Perubahan yang terjadi boleh dikatakan masih bergerak pada level pola tata politik dan pemerintahan secara prosedural. Era transisi dan konsolidasi demokrasi adalah proses yang panjang dan terus berlangsung. Perlu partisipasi semua pihak untuk mengawal dan meyakinkan demokrasi yang telah dan tengah berlangsung ini memberikan kebaikan yang diinginkan bagi masyarakat luas. Dan para pimpinan negara, terutama Presiden, mempunyai peran yang sangat penting untuk mengubah budaya ABS. Presiden harus mempimpin prakarsa ini dengan menolak segala bentuk penghormatan yang berlebihan dan memberikan insentif yang jelas untuk tidak mempraktekkan ABS. Presiden pun harus meminta semua menteri untuk melakukan hal yang sama. Fokus yang lebih besar harus diberikan kepada masyarakat bukan kedalam birokrasi.
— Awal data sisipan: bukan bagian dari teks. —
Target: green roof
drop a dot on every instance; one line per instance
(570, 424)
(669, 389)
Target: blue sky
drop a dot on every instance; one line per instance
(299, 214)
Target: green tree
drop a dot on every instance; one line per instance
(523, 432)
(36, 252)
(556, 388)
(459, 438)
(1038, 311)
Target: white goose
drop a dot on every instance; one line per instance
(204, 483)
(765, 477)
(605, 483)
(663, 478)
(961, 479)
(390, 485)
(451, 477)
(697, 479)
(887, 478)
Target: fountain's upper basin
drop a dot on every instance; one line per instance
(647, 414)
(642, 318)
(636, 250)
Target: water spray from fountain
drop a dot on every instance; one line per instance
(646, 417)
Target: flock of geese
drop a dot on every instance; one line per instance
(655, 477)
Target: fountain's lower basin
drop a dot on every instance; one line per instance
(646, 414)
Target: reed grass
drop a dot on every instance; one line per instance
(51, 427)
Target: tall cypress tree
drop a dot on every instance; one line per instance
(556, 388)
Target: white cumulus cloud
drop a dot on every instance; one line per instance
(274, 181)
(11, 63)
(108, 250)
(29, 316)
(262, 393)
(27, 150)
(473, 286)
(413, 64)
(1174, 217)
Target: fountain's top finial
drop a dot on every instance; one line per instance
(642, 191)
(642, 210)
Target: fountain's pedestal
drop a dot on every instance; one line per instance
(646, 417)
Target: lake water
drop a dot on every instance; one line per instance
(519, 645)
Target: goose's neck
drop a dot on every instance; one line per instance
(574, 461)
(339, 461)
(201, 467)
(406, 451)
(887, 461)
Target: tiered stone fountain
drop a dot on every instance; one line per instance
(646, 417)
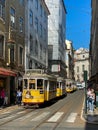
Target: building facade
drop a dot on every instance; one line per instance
(69, 59)
(36, 38)
(12, 43)
(94, 42)
(56, 37)
(81, 63)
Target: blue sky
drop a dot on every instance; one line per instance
(78, 22)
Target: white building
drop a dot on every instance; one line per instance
(56, 36)
(81, 63)
(36, 34)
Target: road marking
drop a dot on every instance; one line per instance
(44, 114)
(26, 116)
(55, 117)
(71, 117)
(5, 118)
(21, 112)
(5, 112)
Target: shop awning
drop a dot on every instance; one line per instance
(7, 72)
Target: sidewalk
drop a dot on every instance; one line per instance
(91, 117)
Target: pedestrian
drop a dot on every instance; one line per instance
(91, 100)
(19, 97)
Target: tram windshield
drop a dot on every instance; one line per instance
(25, 84)
(31, 83)
(39, 83)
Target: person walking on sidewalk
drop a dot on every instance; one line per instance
(91, 101)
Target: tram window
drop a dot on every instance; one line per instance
(39, 83)
(31, 86)
(25, 84)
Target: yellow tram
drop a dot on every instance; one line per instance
(60, 87)
(38, 87)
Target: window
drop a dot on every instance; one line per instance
(21, 24)
(20, 55)
(12, 17)
(77, 68)
(31, 17)
(36, 24)
(21, 2)
(1, 11)
(36, 4)
(83, 68)
(41, 11)
(40, 30)
(12, 54)
(1, 45)
(83, 56)
(31, 44)
(36, 48)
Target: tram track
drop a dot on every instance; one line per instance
(62, 107)
(59, 105)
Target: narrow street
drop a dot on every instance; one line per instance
(62, 114)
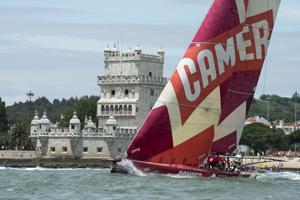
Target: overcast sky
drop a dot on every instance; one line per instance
(55, 47)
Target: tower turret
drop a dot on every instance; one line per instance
(35, 124)
(74, 125)
(44, 122)
(111, 124)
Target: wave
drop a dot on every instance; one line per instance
(294, 176)
(38, 168)
(128, 165)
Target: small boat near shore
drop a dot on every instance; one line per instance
(203, 107)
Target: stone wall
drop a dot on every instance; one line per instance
(7, 154)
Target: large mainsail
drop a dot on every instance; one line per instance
(204, 105)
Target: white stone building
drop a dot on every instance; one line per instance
(131, 84)
(257, 119)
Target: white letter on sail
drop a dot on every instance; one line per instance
(209, 70)
(225, 56)
(243, 45)
(185, 79)
(261, 41)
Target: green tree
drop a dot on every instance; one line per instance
(294, 137)
(19, 136)
(3, 117)
(261, 138)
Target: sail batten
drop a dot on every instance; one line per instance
(204, 104)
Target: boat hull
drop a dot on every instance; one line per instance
(159, 168)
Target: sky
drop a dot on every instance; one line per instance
(54, 48)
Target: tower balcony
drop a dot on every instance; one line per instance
(111, 80)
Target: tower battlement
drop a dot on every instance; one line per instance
(114, 54)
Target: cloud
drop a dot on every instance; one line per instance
(25, 11)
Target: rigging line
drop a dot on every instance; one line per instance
(212, 43)
(256, 27)
(191, 106)
(239, 92)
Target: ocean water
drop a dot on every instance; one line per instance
(41, 183)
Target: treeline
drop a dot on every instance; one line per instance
(18, 117)
(85, 105)
(261, 138)
(279, 107)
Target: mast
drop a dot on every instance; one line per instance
(204, 105)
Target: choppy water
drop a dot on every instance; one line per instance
(40, 183)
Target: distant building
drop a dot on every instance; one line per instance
(131, 84)
(257, 119)
(287, 127)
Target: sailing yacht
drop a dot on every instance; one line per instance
(203, 107)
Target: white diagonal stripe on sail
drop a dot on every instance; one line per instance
(234, 122)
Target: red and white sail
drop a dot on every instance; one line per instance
(204, 105)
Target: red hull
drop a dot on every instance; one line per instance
(148, 167)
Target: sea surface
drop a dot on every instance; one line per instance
(41, 183)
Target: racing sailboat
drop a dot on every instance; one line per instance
(203, 107)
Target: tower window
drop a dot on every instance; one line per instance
(113, 93)
(85, 149)
(107, 110)
(130, 109)
(99, 149)
(64, 149)
(52, 149)
(151, 92)
(126, 93)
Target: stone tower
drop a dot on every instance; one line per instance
(131, 84)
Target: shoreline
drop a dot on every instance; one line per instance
(56, 163)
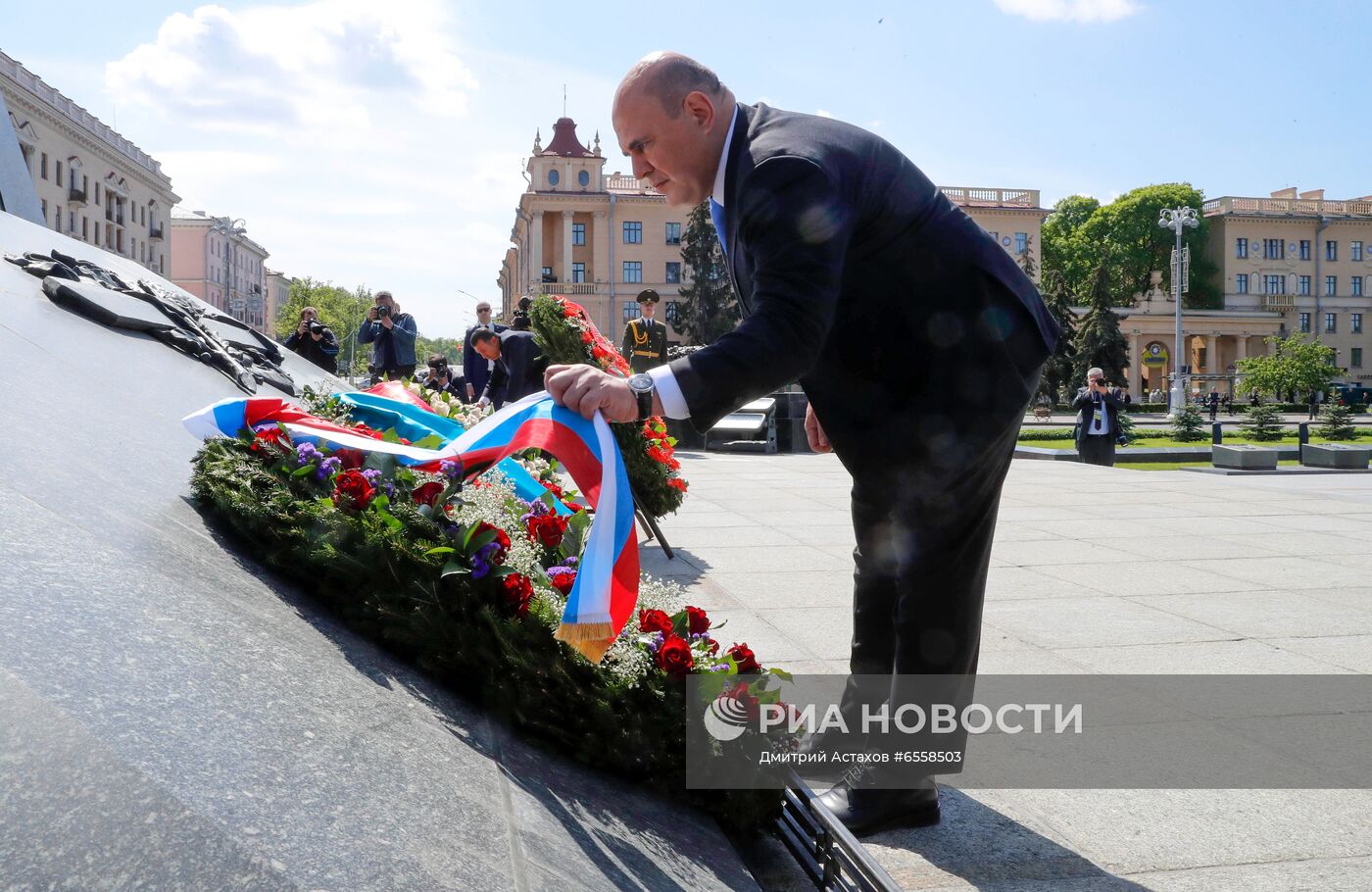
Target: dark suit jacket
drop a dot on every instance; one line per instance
(861, 280)
(518, 372)
(1087, 408)
(644, 349)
Pemilu sudah semakin dekat, mudah-mudahan kita bisa memilih pemimpin yang terbaik untuk bangsa Indonesia.

2 komentar:

EDI KOTO mengatakan...

Salam kenal Buk Betti Alisjahbana, anak Pujangga Sutan Ali Sahbana, kali ya??

Anonim mengatakan...

iya, ya... kasihan sekali.... dasar manusia tak beradab... (maksudnya: orang2 yang berpaham abs itu...)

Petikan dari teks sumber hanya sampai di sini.